仲間の中からバトル・マシーンを操縦できる仲間だけをバトル・マシーンに搭乗しろと指示を出したスキンヘッドの盗賊は、10体の内の一体に近付き、丸い体の上の部分に付いているコクピットに入る為のガラスを開けて、奥にコクピットが在るのを確かめる。

「さ~~て、これであのボウズ共に一泡吹かせられるぜ」

コクピットの中に入って、座席に座わり、座席から見て頭上の壁に付いている幾つものボタンの中に在った『ON/OFF』というボタンを押して、スキンヘッドの盗賊はまるで眠っているかのようだったバトル・マシーンを起動させる。

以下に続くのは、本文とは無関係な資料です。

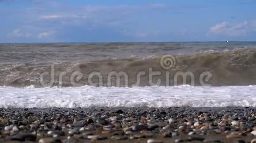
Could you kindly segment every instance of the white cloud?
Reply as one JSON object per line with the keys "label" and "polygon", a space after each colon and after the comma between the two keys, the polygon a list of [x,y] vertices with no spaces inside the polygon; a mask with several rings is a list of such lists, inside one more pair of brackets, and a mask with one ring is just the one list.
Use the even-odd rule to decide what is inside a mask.
{"label": "white cloud", "polygon": [[38,37],[40,39],[46,38],[53,35],[53,32],[44,32],[38,34]]}
{"label": "white cloud", "polygon": [[84,17],[84,16],[79,16],[75,15],[44,15],[41,18],[43,19],[54,19],[58,18],[78,18],[78,17]]}
{"label": "white cloud", "polygon": [[215,35],[223,35],[229,36],[245,35],[256,31],[255,21],[245,21],[232,24],[224,21],[217,24],[210,28],[211,32]]}
{"label": "white cloud", "polygon": [[16,37],[29,37],[31,36],[31,34],[28,32],[23,32],[20,29],[16,29],[11,33],[12,35]]}

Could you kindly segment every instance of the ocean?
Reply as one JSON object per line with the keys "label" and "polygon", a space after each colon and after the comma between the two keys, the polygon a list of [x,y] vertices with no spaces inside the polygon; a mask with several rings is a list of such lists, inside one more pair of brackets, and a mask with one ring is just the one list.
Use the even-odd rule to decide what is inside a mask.
{"label": "ocean", "polygon": [[256,42],[0,44],[0,107],[256,106]]}

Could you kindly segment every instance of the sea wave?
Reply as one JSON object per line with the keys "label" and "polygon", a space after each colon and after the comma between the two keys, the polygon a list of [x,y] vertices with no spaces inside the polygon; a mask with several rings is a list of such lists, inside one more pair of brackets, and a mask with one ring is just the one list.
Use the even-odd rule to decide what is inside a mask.
{"label": "sea wave", "polygon": [[0,87],[0,107],[256,107],[256,86]]}
{"label": "sea wave", "polygon": [[[42,87],[42,82],[50,86],[60,84],[64,86],[74,86],[72,82],[73,80],[75,86],[81,86],[90,85],[89,79],[93,72],[98,73],[102,78],[101,84],[97,76],[90,79],[96,86],[117,86],[116,81],[119,79],[119,77],[109,79],[109,73],[113,72],[117,73],[122,72],[126,75],[127,79],[125,76],[120,76],[120,84],[117,86],[120,87],[133,86],[138,83],[138,79],[140,82],[137,86],[151,86],[151,83],[158,83],[159,80],[161,81],[157,84],[161,86],[182,84],[202,86],[200,80],[206,79],[206,77],[202,76],[205,72],[211,74],[205,83],[211,86],[256,85],[255,49],[208,51],[173,56],[171,60],[174,61],[171,61],[173,67],[169,68],[163,68],[161,59],[163,56],[165,55],[150,56],[147,58],[129,56],[75,62],[2,63],[0,64],[0,86],[25,87],[34,85],[37,87]],[[168,61],[166,61],[168,64]],[[160,75],[152,76],[151,78],[151,72],[158,72]],[[145,74],[141,75],[138,79],[138,75],[141,72],[144,72]],[[42,75],[45,72],[49,74],[42,78]],[[77,73],[82,76],[79,78],[78,75],[74,75],[74,73]],[[176,78],[177,73],[191,76],[186,78],[184,82],[184,79],[180,76]],[[54,75],[51,73],[54,73]],[[60,75],[63,73],[64,75],[61,77]],[[108,84],[109,79],[111,80],[110,84]]]}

「コイツさえあれば、例え相手が馬鹿デカイ魔物だとしても一捻りだぜ!」

そう言うとスキンヘッドの盗賊はバトル・マシーンを立ち上がらせ、その棒状みたいな両脚とお餅のような形をした足で機体を出入り口まで歩きださせ、他の盗賊達も残りの9体のバトル・マシーンに搭乗し、起動させ、倉庫の出入り口に向かって歩き出す。

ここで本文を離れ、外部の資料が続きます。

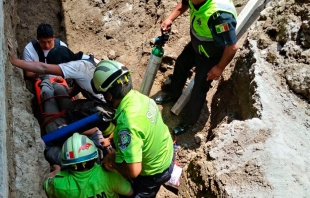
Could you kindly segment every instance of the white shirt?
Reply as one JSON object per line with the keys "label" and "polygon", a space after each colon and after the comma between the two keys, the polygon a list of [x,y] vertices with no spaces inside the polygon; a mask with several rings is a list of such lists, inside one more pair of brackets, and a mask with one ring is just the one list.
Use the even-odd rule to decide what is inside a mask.
{"label": "white shirt", "polygon": [[[61,46],[68,47],[64,42],[60,41]],[[43,50],[44,56],[46,57],[50,50]],[[31,42],[29,42],[24,48],[23,59],[25,61],[36,61],[39,62],[39,55],[37,51],[34,49]]]}
{"label": "white shirt", "polygon": [[82,88],[92,94],[94,97],[105,102],[102,94],[95,94],[91,87],[91,79],[93,79],[96,67],[86,60],[71,61],[59,64],[64,78],[72,78]]}

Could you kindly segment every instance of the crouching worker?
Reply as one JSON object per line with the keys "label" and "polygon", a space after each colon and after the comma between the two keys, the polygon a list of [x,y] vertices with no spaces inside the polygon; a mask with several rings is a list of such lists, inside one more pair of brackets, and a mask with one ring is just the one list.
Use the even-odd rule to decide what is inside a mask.
{"label": "crouching worker", "polygon": [[116,171],[105,171],[96,163],[98,151],[94,143],[84,135],[74,133],[62,146],[62,162],[65,171],[54,165],[44,183],[48,197],[118,197],[131,196],[130,183]]}
{"label": "crouching worker", "polygon": [[172,138],[156,103],[132,89],[129,70],[116,61],[98,63],[92,86],[117,109],[116,152],[104,157],[104,167],[130,179],[135,197],[156,197],[174,165]]}

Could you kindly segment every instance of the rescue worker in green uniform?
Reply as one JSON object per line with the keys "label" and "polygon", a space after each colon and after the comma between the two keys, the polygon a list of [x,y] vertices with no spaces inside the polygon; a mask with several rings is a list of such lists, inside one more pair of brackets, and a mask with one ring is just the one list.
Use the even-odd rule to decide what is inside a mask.
{"label": "rescue worker in green uniform", "polygon": [[104,167],[130,179],[134,197],[155,197],[174,166],[172,138],[156,103],[133,90],[129,70],[116,61],[97,65],[92,86],[116,108],[116,152],[103,159]]}
{"label": "rescue worker in green uniform", "polygon": [[169,31],[172,22],[188,9],[191,41],[176,60],[168,93],[154,98],[157,104],[176,101],[190,70],[196,67],[186,118],[172,130],[175,135],[186,132],[198,121],[212,80],[220,78],[238,50],[237,14],[232,0],[182,0],[161,28]]}
{"label": "rescue worker in green uniform", "polygon": [[68,170],[54,171],[48,175],[44,190],[50,198],[131,196],[130,183],[116,171],[106,171],[96,163],[98,151],[85,135],[74,133],[62,147],[62,162]]}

「ケビー、ラジリカ、それとお前ら! 俺達は先にボウズの一人を捕まえた仲間の所に行って来る、お前達は速やかに此処(兵器保管倉庫)から出て、後から合流しろ!」

倉庫から出て来たスキンヘッドの盗賊は外に居た大男とロン毛の盗賊と他の盗賊達に後から合流するぞと打ち合わせをする。

「あ、ああ……わかった」

「わ……わかった……」

「まぁ、お前達が着いた頃には、もう終わっているかもしれないからな………そんじゃ先に行ってくるぜ!!」

バトル・マシーンという強力な力を手に入れて過信を抱いたのか、スキンヘッドの盗賊は大男とロン毛の盗賊の歯切れの悪さに気にも止めず、間も無く倉庫から出て来たバトル・マシーンに搭乗した仲間の盗賊達と共に出撃態勢を取る。

「オシ! 行くぞ野郎共!!」

「「「「「「おう!!」」」」」」

気合いを入れる掛け声と共に、バトル・マシーンの背中に付いて在るホバージェットに火を点け、機体が地から少し浮び上がり、やがて一気に空高く上昇し、カレン達と仲間の盗賊達が居る宿屋まで飛んで行った。